Chinese Economy in Crisis: How Education and Healthcare Could Save the Day

Beijing, China – The real estate sector in China has been a significant factor impacting economic growth since 2022. The decline in property has led to a decrease in fixed-asset investment, affecting consumer spending and causing a contraction in the credit system. As a result, the traditional reliance on real estate as a primary economic driver is unsustainable.

Looking ahead, the automobile industry has the potential to become a key growth driver in China, with its vast market size. However, it remains smaller than real estate and cannot wholly replace the housing sector. While China’s manufacturing industry is substantial, expanding it to replace housing would lead to trade conflicts with other countries.

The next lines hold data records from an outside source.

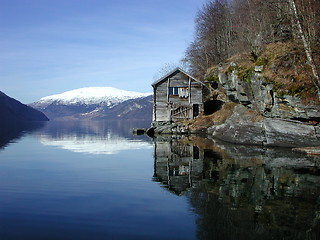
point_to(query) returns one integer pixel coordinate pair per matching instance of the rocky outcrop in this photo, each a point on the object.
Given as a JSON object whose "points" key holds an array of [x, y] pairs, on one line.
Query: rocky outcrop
{"points": [[251, 89], [249, 127]]}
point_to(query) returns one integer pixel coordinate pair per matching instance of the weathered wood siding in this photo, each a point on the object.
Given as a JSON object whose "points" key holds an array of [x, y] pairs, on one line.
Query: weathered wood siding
{"points": [[165, 103]]}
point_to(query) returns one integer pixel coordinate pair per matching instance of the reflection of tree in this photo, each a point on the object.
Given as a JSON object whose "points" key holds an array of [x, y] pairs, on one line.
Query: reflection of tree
{"points": [[246, 192]]}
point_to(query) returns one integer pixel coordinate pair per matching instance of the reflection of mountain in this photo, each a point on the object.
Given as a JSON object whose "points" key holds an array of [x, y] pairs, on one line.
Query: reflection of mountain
{"points": [[94, 137], [241, 192], [12, 132], [13, 111]]}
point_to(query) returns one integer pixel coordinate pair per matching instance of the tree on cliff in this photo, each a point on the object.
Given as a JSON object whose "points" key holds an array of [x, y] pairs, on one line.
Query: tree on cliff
{"points": [[225, 28], [306, 33]]}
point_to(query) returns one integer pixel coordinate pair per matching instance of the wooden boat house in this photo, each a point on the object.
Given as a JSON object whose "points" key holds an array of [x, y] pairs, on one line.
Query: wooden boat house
{"points": [[177, 96]]}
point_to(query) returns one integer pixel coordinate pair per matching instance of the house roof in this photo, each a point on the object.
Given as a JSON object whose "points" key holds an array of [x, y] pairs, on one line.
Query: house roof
{"points": [[173, 72]]}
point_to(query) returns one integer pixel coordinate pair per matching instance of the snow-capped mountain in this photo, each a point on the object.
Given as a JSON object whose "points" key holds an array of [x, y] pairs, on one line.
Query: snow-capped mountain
{"points": [[86, 103], [105, 96]]}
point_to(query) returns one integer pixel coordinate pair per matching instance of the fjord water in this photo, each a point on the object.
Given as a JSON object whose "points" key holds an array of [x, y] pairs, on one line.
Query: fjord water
{"points": [[94, 180]]}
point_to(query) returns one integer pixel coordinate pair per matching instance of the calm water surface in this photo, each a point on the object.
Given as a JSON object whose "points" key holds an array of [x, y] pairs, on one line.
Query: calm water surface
{"points": [[94, 180]]}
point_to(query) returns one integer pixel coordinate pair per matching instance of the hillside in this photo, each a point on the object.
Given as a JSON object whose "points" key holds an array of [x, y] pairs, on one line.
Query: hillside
{"points": [[14, 112]]}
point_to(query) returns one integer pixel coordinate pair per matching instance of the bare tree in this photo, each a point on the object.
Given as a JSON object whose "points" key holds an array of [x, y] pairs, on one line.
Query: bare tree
{"points": [[305, 38]]}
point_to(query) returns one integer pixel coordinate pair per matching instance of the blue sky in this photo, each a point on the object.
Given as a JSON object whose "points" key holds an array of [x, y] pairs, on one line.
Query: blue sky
{"points": [[52, 46]]}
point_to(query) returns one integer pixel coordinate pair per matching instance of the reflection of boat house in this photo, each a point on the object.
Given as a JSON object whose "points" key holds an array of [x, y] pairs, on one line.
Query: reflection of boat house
{"points": [[177, 96], [178, 166]]}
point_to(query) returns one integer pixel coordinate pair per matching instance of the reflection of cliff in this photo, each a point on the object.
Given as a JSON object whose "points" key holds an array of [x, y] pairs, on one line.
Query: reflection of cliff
{"points": [[93, 137], [178, 166], [247, 192], [12, 132]]}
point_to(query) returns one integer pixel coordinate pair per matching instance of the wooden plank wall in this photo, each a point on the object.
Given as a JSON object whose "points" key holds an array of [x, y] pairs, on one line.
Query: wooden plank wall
{"points": [[162, 99]]}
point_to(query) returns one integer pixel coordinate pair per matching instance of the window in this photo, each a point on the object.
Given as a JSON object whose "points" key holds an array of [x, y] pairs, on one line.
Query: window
{"points": [[183, 92]]}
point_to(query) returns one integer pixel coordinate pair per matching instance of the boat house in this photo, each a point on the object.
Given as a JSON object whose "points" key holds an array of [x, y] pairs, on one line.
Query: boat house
{"points": [[177, 96]]}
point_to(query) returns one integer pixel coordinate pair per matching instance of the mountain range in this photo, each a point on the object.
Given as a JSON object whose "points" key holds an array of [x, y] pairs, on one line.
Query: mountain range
{"points": [[96, 103]]}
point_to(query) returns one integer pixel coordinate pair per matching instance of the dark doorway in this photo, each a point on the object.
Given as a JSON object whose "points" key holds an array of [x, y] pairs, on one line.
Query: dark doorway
{"points": [[195, 110], [212, 106]]}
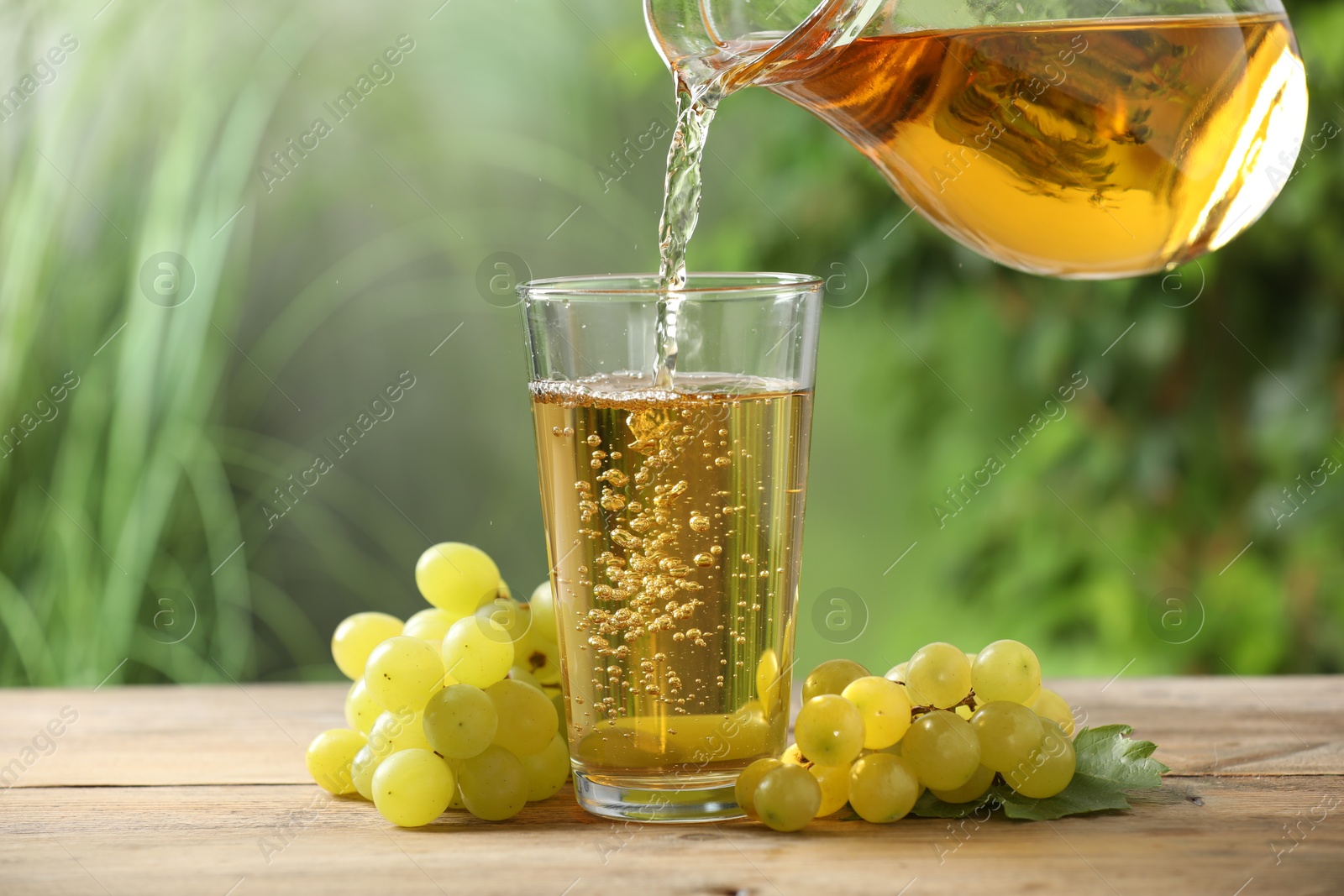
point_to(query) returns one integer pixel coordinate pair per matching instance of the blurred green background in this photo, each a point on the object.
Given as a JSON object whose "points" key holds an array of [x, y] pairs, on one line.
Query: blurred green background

Areas such as education and healthcare continue to face unmet demands in China. These are significant concerns for the Chinese population, with housing, education, and healthcare often dominating conversations. Progress has been made in housing over the past two decades, but barriers in education and healthcare prevent full spending potential. This presents substantial business opportunities and growth potential for the Chinese economy.

In 2023, the United States spent over 20% of its GDP on education and healthcare, a share significantly higher than China’s. By increasing the focus on services, China can tap into considerable growth potential. While some view education and healthcare as consumer spending, investing in these sectors can enhance labor productivity and human capital.

China’s current development model, based on tangible capital accumulation, will shift towards human capital and innovation. Sectors like education and healthcare not only contribute to domestic demand but also help reduce external imbalances. Increased government borrowing for public services and social security can offset the negative impacts of a credit contraction due to the real estate downturn.

The Chinese government is increasingly prioritizing science, education, and human capital for economic prosperity. By coordinating manufacturing and service industries effectively and leveraging the service sector as a new growth engine, China can continue to expand its economy substantially.